Boeing and the US Navy have flown the MQ-25 T1 test asset with an aerial refuelling store (ARS) for the first time.

This is said to be a major milestone in the unmanned aerial refueler development.

The test was carried out with the Cobham ARS, which was mounted under the wing, and tested the aerodynamics of the aircraft with the ARS.

Boeing test pilots carried out the flight from a ground control station at MidAmerica St.
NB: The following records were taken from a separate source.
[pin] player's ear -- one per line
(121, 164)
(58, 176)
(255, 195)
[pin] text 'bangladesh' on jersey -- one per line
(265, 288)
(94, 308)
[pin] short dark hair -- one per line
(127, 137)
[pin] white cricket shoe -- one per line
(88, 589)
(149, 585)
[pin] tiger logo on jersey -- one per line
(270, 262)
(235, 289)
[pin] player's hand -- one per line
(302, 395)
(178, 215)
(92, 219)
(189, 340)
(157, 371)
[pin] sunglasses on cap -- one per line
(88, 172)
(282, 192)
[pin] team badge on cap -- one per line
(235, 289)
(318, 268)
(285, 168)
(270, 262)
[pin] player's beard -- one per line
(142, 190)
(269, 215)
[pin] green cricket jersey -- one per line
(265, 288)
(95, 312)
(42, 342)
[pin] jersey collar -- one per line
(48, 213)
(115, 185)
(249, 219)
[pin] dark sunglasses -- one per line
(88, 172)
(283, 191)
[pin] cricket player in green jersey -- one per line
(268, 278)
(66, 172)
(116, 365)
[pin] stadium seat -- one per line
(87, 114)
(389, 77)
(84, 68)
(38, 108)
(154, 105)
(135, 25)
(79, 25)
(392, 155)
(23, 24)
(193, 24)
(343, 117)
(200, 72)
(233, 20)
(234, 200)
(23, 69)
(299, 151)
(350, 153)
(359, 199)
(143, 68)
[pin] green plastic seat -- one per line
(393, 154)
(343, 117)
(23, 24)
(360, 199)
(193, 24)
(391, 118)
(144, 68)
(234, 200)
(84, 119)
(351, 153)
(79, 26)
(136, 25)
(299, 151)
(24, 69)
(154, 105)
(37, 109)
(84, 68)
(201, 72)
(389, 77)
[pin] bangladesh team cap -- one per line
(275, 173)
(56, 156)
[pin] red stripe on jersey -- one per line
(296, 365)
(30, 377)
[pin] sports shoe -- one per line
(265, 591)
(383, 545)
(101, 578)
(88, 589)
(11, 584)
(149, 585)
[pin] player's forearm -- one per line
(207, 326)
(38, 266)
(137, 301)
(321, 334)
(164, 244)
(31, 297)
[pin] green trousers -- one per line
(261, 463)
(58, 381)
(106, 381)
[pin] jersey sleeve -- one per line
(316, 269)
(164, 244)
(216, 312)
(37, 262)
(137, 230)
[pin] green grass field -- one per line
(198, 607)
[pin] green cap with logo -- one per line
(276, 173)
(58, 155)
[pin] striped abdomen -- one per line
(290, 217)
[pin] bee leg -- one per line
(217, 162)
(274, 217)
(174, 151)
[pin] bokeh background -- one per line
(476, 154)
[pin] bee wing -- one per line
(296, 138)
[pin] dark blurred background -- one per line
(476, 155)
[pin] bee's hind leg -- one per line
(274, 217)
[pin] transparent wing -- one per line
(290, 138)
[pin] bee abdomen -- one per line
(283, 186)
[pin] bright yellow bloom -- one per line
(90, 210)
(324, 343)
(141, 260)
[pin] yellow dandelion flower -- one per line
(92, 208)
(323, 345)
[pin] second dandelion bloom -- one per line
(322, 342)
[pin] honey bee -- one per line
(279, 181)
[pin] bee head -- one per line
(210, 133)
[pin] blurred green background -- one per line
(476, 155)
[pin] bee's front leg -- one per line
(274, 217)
Louis Airport in Mascoutah, Illinois.

US Navy Unmanned Carrier Aviation programme manager captain Chad Reed said: “Having a test asset flying with an ARS gets us one big step closer in our evaluation of how MQ-25 will fulfil its primary mission in the fleet, aerial refuelling.
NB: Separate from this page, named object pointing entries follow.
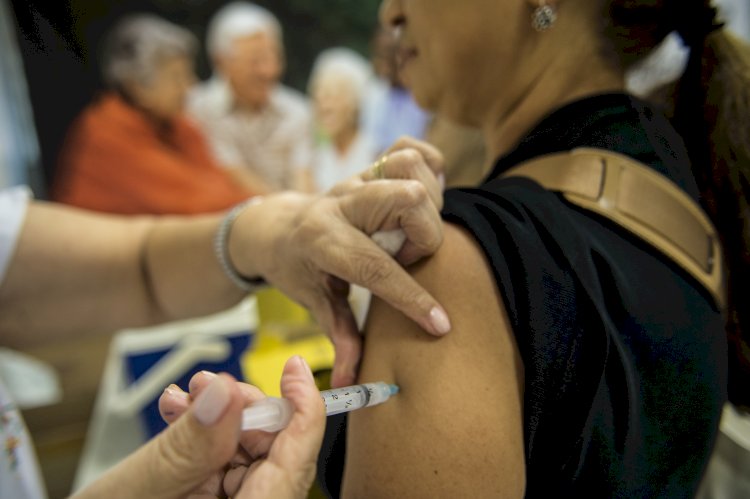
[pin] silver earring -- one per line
(543, 17)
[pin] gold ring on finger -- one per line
(378, 168)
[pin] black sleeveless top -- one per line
(624, 354)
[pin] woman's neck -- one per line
(564, 80)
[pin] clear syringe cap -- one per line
(269, 414)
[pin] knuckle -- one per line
(371, 269)
(175, 457)
(414, 192)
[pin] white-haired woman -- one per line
(338, 83)
(132, 151)
(258, 128)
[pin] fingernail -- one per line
(439, 321)
(305, 366)
(211, 403)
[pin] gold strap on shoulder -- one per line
(642, 201)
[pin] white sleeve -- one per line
(13, 203)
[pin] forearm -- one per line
(76, 272)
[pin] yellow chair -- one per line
(285, 329)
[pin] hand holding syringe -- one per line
(273, 414)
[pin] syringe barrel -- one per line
(354, 397)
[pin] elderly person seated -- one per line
(132, 151)
(338, 83)
(258, 128)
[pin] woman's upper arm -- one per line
(456, 427)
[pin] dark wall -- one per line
(59, 40)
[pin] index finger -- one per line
(431, 154)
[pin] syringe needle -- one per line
(273, 414)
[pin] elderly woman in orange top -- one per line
(132, 151)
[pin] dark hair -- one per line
(710, 107)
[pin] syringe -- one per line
(273, 414)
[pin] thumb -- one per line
(186, 454)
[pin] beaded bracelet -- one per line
(221, 248)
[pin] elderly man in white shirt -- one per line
(258, 128)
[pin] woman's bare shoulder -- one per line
(459, 413)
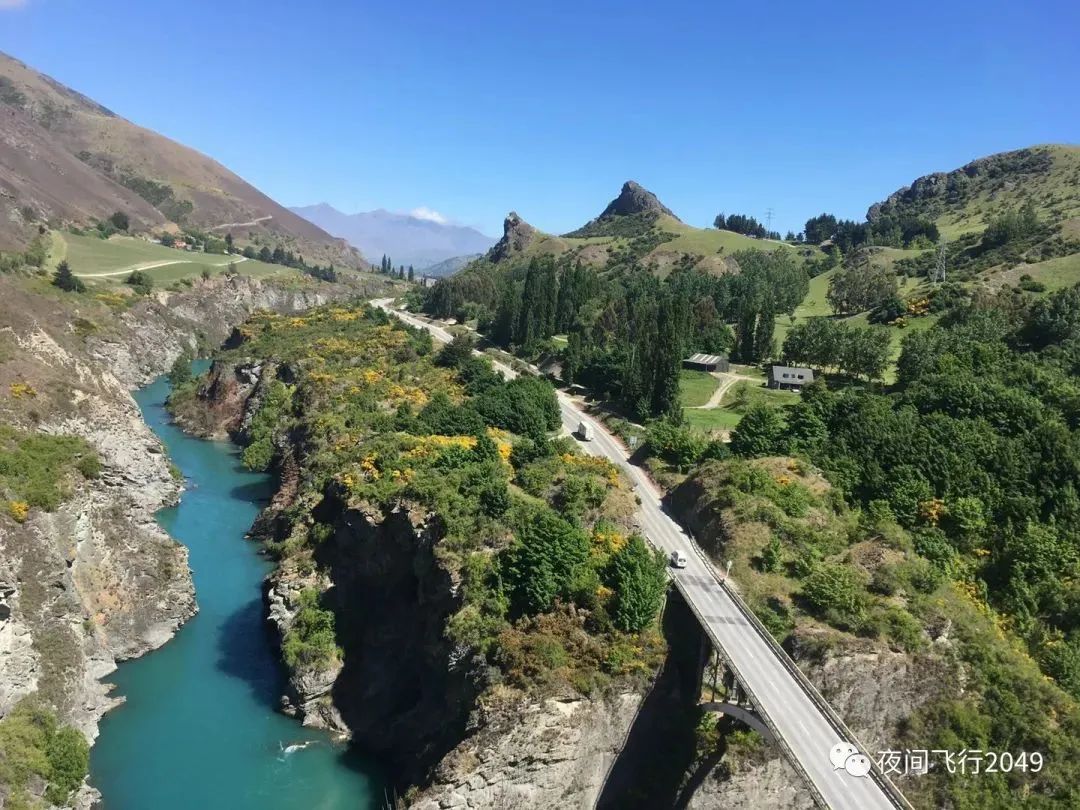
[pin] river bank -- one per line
(200, 725)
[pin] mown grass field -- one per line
(739, 396)
(696, 388)
(817, 305)
(710, 241)
(109, 260)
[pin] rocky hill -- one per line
(963, 199)
(66, 159)
(86, 575)
(635, 226)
“T1 will continue to yield valuable early insights as we begin flying with F/A-18s and conduct deck handling testing aboard a carrier.”

The future flights will test the aerodynamics at different points of the flight envelope.

Boeing MQ-25 programme director Dave Bujold said: “To see T1 fly with the hardware and software that makes MQ-25 an aerial refueler this early in the programme is a visible reminder of the capability we’re bringing to the carrier deck.

“We are ensuring the ARS and the software operating it will be ready to help MQ-25 extend the range of the carrier air wing.”

The T1 test asset, which is owned by Boeing, will be followed by the engineering development model aircraft, which is under production under a contract awarded in 2018.

In April this year, Boeing secured a contract modification for three additional MQ-25 unmanned aerial refuelling aircraft from the US Navy.

The latest contract, which is valued at $84.7m, will bring the total number of MQ-25 aircraft to be manufactured by Boeing to seven.